Friday, June 22, 2012
Bus Monitor Bullies are not "Good Kids"
Every once in a while a news story on children behaving badly goes viral, and we're all given a sad bit of insight into the dark side of the human spirit and the stupidity of youth. The latest incident is the group of middle schoolers who taunted, ridiculed, threatened, and demeaned a 68-year-old bus monitor, and then posted a video of their exploits on Facebook. The public reaction - and outrage - has been swift and animated. Matt Lauer on the Today Show called the kids "little monsters," and a website originally created to raise money to send the woman on a vacation has, at last count, raised nearly a half-million dollars. While the school has yet to discipline the cruel, small-minded tweens, one father is reporting that his family is receiving death threats. Clearly, that has gone too far.
But I have to wonder about the father who says his son "made a mistake."
The bus monitor bullies did not make a mistake - they made a conscious choice to be cruel. They didn't accidentally insult this 68-year-old woman - they chose to be mean, they chose to psychologically brutalize a weaker person, they chose to victimize a human they saw as beneath them, they chose to be awful human beings. This father has said his "heart was broken" when he viewed the despicable behavior of his child. Sadly, he came face-to-face with his son's nature - and it's not a pretty picture. Some will take exception to my criticism of these boys - because they truly are young and naive and clueless about the pain they were causing. But these boys are mean and nasty individuals who, for some reason, lack any degree of empathy and the most basic level of human decency. They are not good kids.

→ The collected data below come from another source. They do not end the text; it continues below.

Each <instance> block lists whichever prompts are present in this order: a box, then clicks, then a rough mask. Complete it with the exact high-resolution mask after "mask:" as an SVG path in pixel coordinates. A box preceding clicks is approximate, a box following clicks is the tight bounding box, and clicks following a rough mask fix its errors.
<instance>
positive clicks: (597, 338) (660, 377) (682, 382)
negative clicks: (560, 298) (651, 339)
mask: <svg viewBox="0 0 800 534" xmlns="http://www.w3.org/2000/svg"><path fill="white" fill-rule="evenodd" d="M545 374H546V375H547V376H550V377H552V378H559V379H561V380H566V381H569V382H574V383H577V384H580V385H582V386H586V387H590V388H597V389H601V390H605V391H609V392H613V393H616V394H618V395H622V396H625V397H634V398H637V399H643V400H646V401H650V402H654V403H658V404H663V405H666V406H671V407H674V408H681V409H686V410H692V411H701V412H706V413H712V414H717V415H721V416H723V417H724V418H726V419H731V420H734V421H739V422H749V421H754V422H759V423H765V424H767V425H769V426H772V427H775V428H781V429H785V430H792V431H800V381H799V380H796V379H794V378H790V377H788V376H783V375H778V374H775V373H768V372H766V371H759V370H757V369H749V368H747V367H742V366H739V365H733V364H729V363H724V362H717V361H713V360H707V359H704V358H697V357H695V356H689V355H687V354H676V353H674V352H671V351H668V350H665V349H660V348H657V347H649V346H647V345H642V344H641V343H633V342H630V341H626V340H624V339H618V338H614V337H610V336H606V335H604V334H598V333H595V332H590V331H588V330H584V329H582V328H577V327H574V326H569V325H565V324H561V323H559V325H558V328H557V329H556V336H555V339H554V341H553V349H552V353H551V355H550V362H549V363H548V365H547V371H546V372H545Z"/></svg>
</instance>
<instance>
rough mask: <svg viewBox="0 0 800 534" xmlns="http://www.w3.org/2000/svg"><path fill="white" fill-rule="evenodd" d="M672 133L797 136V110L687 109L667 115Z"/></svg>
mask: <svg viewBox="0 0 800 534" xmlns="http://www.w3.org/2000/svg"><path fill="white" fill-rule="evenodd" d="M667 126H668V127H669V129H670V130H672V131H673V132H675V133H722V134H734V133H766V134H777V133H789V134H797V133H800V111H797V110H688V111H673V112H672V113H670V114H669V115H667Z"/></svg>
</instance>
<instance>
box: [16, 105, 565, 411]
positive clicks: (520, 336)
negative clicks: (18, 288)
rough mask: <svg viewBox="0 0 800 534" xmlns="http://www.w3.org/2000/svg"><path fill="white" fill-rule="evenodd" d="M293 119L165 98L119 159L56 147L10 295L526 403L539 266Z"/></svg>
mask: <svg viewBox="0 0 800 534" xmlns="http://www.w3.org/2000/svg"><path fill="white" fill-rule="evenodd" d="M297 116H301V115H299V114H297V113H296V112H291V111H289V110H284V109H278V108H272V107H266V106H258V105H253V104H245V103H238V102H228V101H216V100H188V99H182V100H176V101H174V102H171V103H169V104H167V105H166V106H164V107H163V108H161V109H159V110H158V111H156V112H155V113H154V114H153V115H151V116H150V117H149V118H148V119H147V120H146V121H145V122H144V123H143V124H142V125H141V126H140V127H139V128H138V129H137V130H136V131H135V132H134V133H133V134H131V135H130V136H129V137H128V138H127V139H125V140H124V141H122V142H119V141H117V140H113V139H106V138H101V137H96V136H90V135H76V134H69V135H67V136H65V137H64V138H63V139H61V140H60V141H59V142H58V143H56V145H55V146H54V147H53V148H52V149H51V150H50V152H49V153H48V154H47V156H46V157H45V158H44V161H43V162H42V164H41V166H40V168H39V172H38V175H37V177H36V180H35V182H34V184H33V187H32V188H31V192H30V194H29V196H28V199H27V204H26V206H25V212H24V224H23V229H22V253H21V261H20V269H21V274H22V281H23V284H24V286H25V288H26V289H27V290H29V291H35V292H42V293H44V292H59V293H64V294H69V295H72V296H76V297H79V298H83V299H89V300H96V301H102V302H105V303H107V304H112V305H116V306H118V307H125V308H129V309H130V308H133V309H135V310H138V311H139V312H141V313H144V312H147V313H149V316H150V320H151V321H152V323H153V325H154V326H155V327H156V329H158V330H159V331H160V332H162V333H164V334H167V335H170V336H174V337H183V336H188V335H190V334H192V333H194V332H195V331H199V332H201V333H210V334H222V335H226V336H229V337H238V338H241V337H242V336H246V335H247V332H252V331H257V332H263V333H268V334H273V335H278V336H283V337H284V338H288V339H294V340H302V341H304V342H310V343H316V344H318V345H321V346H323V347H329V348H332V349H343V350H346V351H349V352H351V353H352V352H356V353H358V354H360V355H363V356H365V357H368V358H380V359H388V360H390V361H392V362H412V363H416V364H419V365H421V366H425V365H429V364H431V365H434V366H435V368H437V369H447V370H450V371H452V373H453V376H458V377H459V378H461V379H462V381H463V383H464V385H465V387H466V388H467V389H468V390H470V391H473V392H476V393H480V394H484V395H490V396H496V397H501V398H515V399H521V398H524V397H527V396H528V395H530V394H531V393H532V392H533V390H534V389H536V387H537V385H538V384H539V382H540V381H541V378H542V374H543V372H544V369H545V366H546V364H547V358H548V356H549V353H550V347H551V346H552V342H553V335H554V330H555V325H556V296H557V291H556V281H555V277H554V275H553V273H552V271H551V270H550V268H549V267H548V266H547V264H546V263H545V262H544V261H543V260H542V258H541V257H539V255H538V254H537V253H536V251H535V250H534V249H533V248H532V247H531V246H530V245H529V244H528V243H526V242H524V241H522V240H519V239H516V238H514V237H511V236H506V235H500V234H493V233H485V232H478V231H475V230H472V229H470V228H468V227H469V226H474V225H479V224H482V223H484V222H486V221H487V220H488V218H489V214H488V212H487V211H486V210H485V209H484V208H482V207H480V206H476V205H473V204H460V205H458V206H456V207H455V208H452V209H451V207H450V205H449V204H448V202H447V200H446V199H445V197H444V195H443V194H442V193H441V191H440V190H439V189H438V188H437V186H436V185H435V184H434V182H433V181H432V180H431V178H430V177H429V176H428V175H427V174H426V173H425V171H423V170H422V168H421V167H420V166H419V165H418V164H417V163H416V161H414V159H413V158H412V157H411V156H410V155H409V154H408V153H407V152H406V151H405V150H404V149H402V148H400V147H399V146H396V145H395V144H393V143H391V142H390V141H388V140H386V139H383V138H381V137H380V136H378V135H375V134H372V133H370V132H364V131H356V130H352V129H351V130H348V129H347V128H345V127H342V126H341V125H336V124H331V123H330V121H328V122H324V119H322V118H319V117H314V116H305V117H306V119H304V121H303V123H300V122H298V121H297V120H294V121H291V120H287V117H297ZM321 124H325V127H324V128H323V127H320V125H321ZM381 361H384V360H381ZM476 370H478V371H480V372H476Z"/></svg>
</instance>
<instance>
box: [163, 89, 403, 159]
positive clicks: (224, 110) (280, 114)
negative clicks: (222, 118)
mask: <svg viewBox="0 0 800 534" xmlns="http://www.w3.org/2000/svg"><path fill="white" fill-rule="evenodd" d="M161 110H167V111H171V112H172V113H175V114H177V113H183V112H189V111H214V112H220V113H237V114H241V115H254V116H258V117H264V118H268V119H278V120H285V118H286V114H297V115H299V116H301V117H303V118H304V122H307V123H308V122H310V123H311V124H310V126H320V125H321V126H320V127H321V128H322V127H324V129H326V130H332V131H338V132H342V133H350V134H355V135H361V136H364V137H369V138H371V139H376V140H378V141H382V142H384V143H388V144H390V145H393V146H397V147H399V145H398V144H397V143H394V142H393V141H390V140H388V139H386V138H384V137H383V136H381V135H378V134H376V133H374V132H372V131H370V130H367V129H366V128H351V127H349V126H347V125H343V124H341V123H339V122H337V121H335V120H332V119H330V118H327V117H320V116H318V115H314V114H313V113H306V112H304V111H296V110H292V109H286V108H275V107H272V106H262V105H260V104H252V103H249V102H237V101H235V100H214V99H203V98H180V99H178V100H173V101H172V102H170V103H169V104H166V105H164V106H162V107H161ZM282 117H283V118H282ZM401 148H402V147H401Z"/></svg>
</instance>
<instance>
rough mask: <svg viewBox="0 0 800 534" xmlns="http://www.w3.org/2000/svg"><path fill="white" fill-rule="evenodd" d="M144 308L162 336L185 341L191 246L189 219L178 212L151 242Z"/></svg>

The bus monitor bullies' incident reminded of another example of atrocious teen behavior that happened in the upper class Chicago suburb of Northbrook about ten years ago. A girls powder puff football game that was established as a ritual where the senior girls hand the school over to the juniors degraded into brutal hazing incident which resulted in girls being hospitalized with concussions and broken bones. In one of the more disturbing aspects of the incident, the younger girls had buckets and coolers filled with fish guts, fish blood, urine, and human feces poured over their heads. To add to the insanity, some of the girls were beat over the heads with the buckets, and some of the girls with concussions required up to ten stitches. It was a disaster of human behavior which generated the same sort of outrage as the bus monitor bullies. However, the aspect that really got under my skin was comments from some parents of the senior girls who said, "They're not bad kids - they're good kids who made a mistake."
Whoa, there, Nelly.
These are not good kids, and this was not a mistake. They are actually rather self-absorbed, obnoxious, cruel, manipulative, mean-spirited, and shallow young women. They are not nice people. They apparently take some sort of sick twisted pleasure from brutalizing others and seeing people suffer. They have no empathy and they have no self control. That is not, in my opinion, the behavior of a "good kid." And brutalizing a person is not a mistake. It is a representation of who you are - in your heart - even if that means you are simply an incredibly shallow and careless person. But that's who these girls are. So, let's not try to justify it. Let's not claim it was about the alcohol. Let's not pretend that mob action can be justified. That part of their nature is indefensible. And, while it does not represent the whole sum of their lives and personalities, it is a very significant part of who they are.
That said, I do not believe that these "children" are beyond redemption. People can change ... their behavior. They can be taught to control and manage that dark side. But that darkness is in their hearts, and it cannot be explained away or justified.